In recent years, as a result of climate change as well as rainfall reduction in arid and semi-arid regions, modelling qualitative and quantitative parameters belonging to aquifers has become crucially important. In Iran, as aquifers are treated as the most commonly used drinking water resources, modelling their qualitative and quantitative parameters is enormously important. In this paper, for the first time, values of salinity, total dissolved solids (TDS), groundwater level (GWL) and electrical conductivity (EC) of the Arak Plain, located in Markazi Province, Iran, are simulated by means of four modern artificial intelligence models including extreme learning machine (ELM), wavelet extreme learning machine (WELM), online sequential extreme learning machine (OSELM) and wavelet online sequential extreme learning machine (WOSELM) as well as the MODFLOW software for a 15-year period monthly. To develop the hybrid artificial intelligence models, the wavelet is employed. First, the effective lags in estimating the qualitative and quantitative parameters of the groundwater are identified using the autocorrelation function (ACF) and the partial autocorrelation function (PACF) analysis. After that, four different models are developed by the selected input combinations and also the ACF and the PACF in the form of different lags for each of ELM, WAELM, OSELM and WOSELM methods. Then, the superior models in simulating the groundwater qualitative and qualitative parameters are detected by conducting a sensitivity analysis. To forecast the electrical conductivity (EC) by the best WOSELM model, the values of the Nash-Sutcliffe efficiency coefficient (NSC), Mean Absolute Error (MAE) and the scatter index (SI) are obtained to be 0.991, 18.005 and 4.28E-03, respectively. In addition, the most effective lags in estimating these parameters are introduced. Subsequently, the results found by the MODFLOW model are compared with those of the artificial intelligence models and it is concluded that the latter are more accurate. For instance, the scatter index and Nash-Sutcliffe efficiency coefficient values calculated by WOSELM for TDS, respectively, are 5.34E-03 and 0.991. Finally, an uncertainty analysis is conducted to evaluate the performance of different numerical models. For example, MODFLOW has an underestimated performance in simulating the salinity parameter.

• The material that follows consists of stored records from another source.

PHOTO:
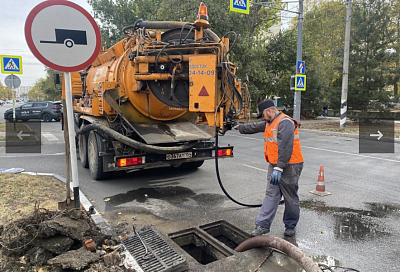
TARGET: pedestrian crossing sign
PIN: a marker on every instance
(301, 81)
(241, 6)
(11, 64)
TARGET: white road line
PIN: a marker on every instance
(352, 154)
(327, 150)
(36, 155)
(49, 136)
(255, 168)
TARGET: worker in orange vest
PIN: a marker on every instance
(282, 151)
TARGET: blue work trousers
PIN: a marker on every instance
(288, 187)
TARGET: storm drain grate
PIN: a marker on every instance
(161, 257)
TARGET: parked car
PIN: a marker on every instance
(44, 110)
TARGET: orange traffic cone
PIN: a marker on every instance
(320, 189)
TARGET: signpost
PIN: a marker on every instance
(11, 65)
(65, 37)
(301, 67)
(241, 6)
(300, 82)
(12, 81)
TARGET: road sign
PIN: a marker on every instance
(301, 67)
(241, 6)
(12, 81)
(11, 64)
(300, 81)
(62, 35)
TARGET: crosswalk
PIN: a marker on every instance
(49, 136)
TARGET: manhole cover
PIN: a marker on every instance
(161, 257)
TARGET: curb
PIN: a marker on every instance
(96, 217)
(348, 135)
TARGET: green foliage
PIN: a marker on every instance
(371, 36)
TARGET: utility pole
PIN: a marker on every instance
(297, 94)
(345, 80)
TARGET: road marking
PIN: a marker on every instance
(35, 155)
(327, 150)
(255, 168)
(49, 136)
(352, 154)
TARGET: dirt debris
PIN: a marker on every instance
(75, 259)
(55, 241)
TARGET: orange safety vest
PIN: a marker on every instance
(271, 142)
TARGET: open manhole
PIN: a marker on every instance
(161, 257)
(226, 233)
(203, 249)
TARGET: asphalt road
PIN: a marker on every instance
(357, 226)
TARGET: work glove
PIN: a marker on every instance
(276, 176)
(235, 125)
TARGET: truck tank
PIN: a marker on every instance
(157, 95)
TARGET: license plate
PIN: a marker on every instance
(177, 156)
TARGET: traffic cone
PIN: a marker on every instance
(320, 188)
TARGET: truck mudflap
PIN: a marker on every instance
(120, 163)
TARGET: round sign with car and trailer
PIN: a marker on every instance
(62, 35)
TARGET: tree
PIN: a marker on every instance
(370, 40)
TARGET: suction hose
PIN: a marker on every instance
(130, 142)
(220, 182)
(286, 247)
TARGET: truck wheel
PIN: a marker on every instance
(47, 117)
(191, 165)
(9, 117)
(95, 161)
(83, 152)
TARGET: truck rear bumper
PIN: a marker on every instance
(127, 163)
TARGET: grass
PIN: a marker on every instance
(19, 192)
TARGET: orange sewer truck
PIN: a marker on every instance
(157, 98)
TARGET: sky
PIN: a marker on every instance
(12, 40)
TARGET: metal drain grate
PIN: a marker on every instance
(161, 257)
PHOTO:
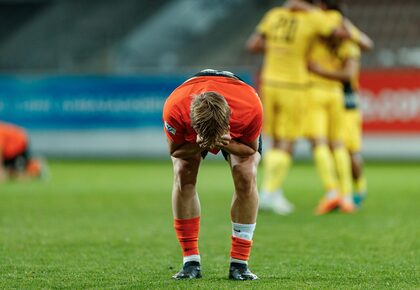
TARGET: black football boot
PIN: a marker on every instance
(190, 270)
(239, 271)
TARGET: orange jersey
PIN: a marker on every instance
(13, 140)
(246, 109)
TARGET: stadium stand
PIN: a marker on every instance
(77, 36)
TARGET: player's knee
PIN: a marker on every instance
(244, 178)
(185, 173)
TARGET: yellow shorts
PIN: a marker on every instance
(283, 111)
(325, 114)
(353, 130)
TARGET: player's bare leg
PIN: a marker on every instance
(324, 162)
(358, 178)
(243, 213)
(186, 211)
(343, 165)
(276, 164)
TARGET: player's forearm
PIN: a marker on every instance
(186, 150)
(239, 149)
(256, 43)
(339, 75)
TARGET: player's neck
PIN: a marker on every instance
(298, 5)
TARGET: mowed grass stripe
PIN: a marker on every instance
(108, 225)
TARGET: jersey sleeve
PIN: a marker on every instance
(349, 49)
(172, 125)
(326, 22)
(253, 130)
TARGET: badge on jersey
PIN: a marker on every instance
(170, 129)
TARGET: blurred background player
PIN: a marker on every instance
(214, 111)
(285, 35)
(325, 112)
(16, 161)
(343, 71)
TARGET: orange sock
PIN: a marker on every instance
(241, 249)
(187, 233)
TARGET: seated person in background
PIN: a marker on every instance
(15, 159)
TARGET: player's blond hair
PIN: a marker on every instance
(210, 114)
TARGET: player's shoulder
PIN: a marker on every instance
(349, 48)
(275, 12)
(324, 15)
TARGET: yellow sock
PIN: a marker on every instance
(343, 166)
(276, 163)
(360, 185)
(325, 165)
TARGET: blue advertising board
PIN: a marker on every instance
(85, 102)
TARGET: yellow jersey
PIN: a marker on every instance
(288, 35)
(332, 57)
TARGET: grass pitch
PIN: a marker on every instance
(108, 225)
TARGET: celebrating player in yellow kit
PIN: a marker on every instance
(284, 35)
(335, 65)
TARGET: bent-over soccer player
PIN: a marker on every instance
(211, 112)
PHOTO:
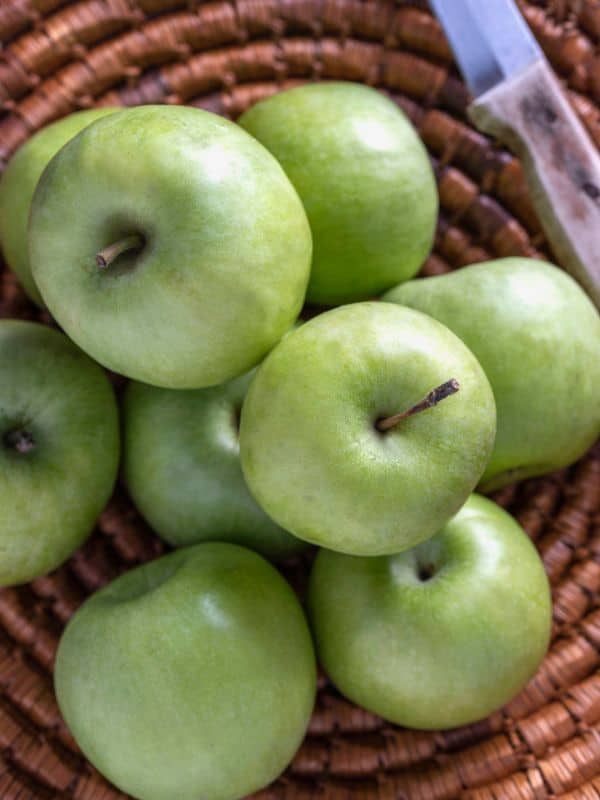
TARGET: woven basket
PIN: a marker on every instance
(59, 56)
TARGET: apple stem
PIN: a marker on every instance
(20, 440)
(105, 257)
(432, 399)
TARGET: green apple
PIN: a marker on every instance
(537, 337)
(365, 179)
(170, 246)
(190, 677)
(59, 448)
(318, 450)
(437, 636)
(18, 183)
(182, 468)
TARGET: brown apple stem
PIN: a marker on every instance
(105, 257)
(20, 440)
(432, 399)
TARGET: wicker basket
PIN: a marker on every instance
(223, 55)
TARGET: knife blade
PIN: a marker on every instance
(520, 101)
(491, 40)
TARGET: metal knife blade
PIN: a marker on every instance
(490, 39)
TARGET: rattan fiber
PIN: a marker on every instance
(58, 56)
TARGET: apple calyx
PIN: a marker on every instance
(20, 440)
(106, 256)
(434, 397)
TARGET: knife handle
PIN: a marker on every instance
(531, 114)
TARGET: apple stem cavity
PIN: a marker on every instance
(432, 399)
(105, 257)
(20, 440)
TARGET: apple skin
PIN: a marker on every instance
(442, 652)
(182, 468)
(18, 183)
(311, 453)
(226, 260)
(51, 495)
(190, 677)
(365, 179)
(537, 336)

机译:近年来,随着气候变化的结果以及在干旱和半干旱降雨减少地区,造型定性和定量属于地下蓄水层的参数至关重要。作为最常用的饮用水资源,他们定性和造型定量参数是非常重要的。本文第一次的值盐度、总溶解固体(TDS),地下水位(长城航空)和电电导率(EC)的阿拉克平原,位于往来,伊朗,是模拟的四个现代人工智能模型包括极端学习机(ELM),小波极端学习机(WELM),网上顺序极端学习机(OSELM)小波网络学习顺序极端机(WOSELM)以及MODFLOW软件每月15年时间。混合人工智能模型,采用小波。定性和定量评估地下水参数识别利用自相关函数(ACF)和偏自相关函数(PACF)分析。在那之后,四个不同的开发模式通过选定的输入和组合ACF的PACF形式不同的滞后为每个榆树、WAELM OSELM和WOSELM方法。然后,上级在模拟模型地下水定性和定量参数进行检测敏感性分析。电导率(EC)的最佳WOSELM模型,值Nash-Sutcliffe效率系数(NSC),平均绝对误差(MAE)和得到分散指数(SI)是0.991,分别为18.005和4.28 e 03。最有效估计的落后介绍了参数。结果发现MODFLOW模型进行了比较与人工智能模型并得出结论,后者更准确的。Nash-Sutcliffe效率系数值分别计算由WOSELM TDS5.34 e 03和0.991。是在评估性能进行分析不同的数值模型。MODFLOW低估了性能模拟盐度参数。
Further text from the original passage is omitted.